- Born: Kiev, Ukrainian SSR, Soviet Union (now Kyiv, Ukraine)
- Occupation: Cryptographer

= Anna Lysyanskaya =

American cryptographer

Anna A. Lysyanskaya (Note: Анна А. Лисянська) is a cryptographer known for her research on digital signatures and anonymous digital credentials. She is the James A. and Julie N. Brown Professor of Computer Science at Brown University.

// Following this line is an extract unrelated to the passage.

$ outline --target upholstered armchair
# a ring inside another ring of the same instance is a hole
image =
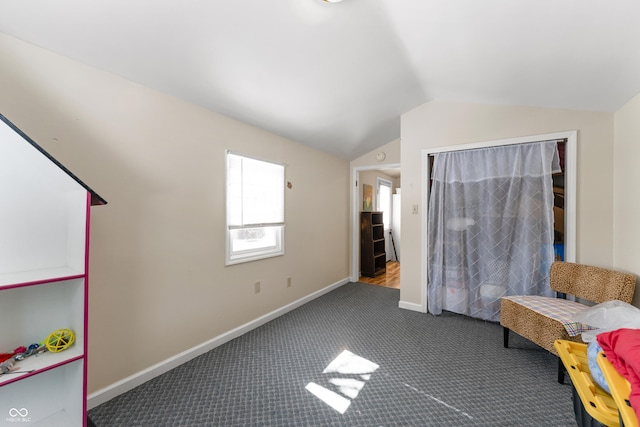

==Early life and education==
Lysyanskaya grew up in Kiev, Ukrainian SSR, Soviet Union (now Kyiv, Ukraine), and came to the US in 1993 to attend Smith College, where she graduated in 1997. She went to the Massachusetts Institute of Technology for graduate study, earning a master's degree in 1999 and completing her Ph.D. in 2002. Her dissertation, Signature Schemes and Applications to Cryptographic Protocol Design, was supervised by Ron Rivest.

==Career==
After completing her doctorate, Lysyanskaya joined the Brown University faculty in 2002. She was given the James A. and Julie N. Brown Professorship in 2023.

She is a member of the board of directors of the International Association for Cryptologic Research (IACR), first elected in 2012, and re-elected for three additional three-year terms in 2015, 2018 and 2021. She was named IACR Fellow in 2025. She served on the Scientific Advisory Board for the Institute for Computational and Experimental Research in Mathematics (ICERM) through 2021.

She was awarded the Levchin Prize in 2024 “for the development of efficient Anonymous Credentials”.